La Universidad —lo sabéis, porque lo estáis viviendo o lo deseáis vivir— debe contribuir desde una posición de primera importancia, al progreso humano. Como los problemas planteados en la vida de los pueblos son múltiples y complejos —espirituales, culturales, sociales, económicos, etc.—, la formación que debe impartir la Universidad ha de abarcar todos estos aspectos.

No basta el deseo de querer trabajar por el bien común; el camino, para que este deseo sea eficaz, es formar hombres y mujeres capaces de conseguir una buena preparación, y capaces de dar a los demás el fruto de esa plenitud que han alcanzado.

La religión es la mayor rebelión del hombre que no quiere vivir como una bestia, que no se conforma —que no se aquieta— si no trata y conoce al Creador: el estudio de la religión es una necesidad fundamental. Un hombre que carezca de formación religiosa no está completamente formado. Por eso la religión debe estar presente en la Universidad; y ha de enseñarse a un nivel superior, científico, de buena teología. Una Universidad de la que la religión está ausente, es una Universidad incompleta: porque ignora una dimensión fundamental de la persona humana, que no excluye —sino que exige— las demás dimensiones.
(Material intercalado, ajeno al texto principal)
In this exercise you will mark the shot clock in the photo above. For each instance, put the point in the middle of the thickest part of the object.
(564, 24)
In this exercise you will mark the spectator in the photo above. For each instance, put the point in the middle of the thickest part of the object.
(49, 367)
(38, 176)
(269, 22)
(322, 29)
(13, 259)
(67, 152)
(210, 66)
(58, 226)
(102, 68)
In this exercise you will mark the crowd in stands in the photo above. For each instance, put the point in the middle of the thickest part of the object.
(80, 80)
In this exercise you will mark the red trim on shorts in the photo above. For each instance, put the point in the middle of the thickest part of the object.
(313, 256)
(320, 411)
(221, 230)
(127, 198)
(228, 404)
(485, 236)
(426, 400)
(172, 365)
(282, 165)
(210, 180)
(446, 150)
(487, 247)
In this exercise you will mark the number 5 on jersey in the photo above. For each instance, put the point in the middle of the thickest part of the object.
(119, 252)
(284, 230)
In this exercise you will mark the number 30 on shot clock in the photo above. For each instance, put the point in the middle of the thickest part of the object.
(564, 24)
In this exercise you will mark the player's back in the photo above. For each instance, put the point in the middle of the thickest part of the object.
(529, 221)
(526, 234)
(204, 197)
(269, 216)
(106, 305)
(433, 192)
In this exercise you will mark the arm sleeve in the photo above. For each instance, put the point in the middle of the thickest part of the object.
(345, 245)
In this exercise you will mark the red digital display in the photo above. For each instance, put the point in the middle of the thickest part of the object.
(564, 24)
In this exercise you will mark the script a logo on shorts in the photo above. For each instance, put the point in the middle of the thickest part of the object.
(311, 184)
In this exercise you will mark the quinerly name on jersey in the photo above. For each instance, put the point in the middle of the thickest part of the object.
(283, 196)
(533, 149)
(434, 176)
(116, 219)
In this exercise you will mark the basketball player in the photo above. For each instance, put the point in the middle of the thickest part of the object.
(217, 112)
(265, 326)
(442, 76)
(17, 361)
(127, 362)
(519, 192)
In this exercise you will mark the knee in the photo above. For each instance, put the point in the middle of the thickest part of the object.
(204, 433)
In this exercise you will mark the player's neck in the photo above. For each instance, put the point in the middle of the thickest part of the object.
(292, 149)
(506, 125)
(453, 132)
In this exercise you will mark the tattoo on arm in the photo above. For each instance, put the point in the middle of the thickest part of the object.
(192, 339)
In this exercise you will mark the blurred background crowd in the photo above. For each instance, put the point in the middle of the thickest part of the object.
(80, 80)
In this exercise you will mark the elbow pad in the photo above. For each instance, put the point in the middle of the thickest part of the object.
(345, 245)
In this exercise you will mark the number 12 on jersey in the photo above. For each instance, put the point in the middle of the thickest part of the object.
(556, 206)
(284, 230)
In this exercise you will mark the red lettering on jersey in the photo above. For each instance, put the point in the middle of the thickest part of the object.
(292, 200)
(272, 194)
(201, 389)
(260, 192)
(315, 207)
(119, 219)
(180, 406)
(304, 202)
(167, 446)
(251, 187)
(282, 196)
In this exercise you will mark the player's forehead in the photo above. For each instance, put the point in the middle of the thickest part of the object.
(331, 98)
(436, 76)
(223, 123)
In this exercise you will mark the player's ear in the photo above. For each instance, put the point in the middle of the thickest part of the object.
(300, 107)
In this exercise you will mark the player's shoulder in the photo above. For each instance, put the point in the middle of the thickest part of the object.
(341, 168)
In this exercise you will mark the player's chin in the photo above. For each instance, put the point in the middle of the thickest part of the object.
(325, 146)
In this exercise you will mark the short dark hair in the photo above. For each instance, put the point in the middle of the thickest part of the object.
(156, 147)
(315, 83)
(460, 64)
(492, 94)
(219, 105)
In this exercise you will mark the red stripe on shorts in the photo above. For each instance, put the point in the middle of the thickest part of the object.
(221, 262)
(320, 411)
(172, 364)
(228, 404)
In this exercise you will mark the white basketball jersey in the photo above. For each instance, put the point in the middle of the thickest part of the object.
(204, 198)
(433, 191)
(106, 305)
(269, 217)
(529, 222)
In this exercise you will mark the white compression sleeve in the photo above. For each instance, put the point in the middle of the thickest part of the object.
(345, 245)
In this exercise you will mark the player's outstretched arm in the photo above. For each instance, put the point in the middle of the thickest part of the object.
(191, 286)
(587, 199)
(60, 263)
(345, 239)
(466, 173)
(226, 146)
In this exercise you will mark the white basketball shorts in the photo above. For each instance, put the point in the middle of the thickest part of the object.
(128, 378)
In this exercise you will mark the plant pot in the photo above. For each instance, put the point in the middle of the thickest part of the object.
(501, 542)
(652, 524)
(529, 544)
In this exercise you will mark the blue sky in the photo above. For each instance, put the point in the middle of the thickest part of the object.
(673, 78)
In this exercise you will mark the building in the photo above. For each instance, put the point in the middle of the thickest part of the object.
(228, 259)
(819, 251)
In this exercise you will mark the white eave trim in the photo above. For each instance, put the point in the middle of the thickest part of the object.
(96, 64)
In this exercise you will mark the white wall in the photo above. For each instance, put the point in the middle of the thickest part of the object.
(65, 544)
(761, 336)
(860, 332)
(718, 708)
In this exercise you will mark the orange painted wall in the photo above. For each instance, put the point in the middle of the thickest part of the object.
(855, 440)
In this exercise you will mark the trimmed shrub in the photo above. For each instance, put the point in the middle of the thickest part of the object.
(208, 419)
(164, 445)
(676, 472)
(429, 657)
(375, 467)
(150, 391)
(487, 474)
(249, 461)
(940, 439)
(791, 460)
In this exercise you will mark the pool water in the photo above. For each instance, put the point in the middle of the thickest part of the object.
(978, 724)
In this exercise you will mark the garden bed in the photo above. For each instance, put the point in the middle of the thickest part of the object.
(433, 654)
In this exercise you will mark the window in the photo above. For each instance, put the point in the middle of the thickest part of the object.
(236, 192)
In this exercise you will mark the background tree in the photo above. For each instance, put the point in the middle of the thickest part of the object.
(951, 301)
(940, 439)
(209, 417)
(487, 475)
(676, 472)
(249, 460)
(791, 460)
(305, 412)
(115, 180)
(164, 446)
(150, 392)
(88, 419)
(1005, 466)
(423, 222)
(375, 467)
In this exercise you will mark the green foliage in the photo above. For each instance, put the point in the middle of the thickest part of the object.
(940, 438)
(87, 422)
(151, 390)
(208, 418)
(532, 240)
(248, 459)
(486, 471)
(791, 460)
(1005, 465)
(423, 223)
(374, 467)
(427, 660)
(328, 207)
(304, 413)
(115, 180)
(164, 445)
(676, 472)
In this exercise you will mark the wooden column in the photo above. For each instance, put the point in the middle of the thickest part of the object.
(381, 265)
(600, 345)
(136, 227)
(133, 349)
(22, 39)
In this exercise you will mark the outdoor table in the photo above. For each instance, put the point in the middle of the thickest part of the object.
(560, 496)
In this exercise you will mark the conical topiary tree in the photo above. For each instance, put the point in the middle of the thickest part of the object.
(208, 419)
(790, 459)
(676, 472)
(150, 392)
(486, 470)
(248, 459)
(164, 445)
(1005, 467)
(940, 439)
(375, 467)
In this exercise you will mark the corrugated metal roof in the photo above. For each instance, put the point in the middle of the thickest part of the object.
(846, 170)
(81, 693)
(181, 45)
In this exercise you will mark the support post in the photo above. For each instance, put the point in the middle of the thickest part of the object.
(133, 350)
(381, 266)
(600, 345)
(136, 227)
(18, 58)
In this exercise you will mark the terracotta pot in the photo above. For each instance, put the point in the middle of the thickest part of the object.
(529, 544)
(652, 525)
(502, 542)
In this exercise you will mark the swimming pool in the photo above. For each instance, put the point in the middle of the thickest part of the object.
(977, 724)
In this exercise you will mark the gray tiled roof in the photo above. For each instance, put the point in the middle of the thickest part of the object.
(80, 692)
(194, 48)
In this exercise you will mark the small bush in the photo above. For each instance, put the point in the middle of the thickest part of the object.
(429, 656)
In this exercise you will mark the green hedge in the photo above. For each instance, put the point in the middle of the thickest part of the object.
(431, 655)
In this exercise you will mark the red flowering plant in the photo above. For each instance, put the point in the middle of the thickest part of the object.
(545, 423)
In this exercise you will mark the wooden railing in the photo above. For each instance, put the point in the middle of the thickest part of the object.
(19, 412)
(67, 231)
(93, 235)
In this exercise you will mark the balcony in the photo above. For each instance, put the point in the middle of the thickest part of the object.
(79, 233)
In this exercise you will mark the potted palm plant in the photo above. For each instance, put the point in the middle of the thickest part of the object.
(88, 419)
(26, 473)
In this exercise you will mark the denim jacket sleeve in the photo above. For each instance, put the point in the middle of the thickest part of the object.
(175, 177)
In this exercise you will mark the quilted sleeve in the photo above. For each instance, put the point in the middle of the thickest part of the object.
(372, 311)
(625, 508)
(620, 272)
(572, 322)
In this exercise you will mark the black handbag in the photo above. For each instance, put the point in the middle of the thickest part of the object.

De otra parte, nadie puede violar la libertad de las conciencias: la enseñanza de la religión ha de ser libre, aunque el cristiano sabe que, si quiere ser coherente con su fe, tiene obligación grave de formarse bien en ese terreno, que ha de poseer —por tanto— una cultura religiosa: doctrina, para poder vivir de ella y para poder ser testimonio de Cristo con el ejemplo y con la palabra.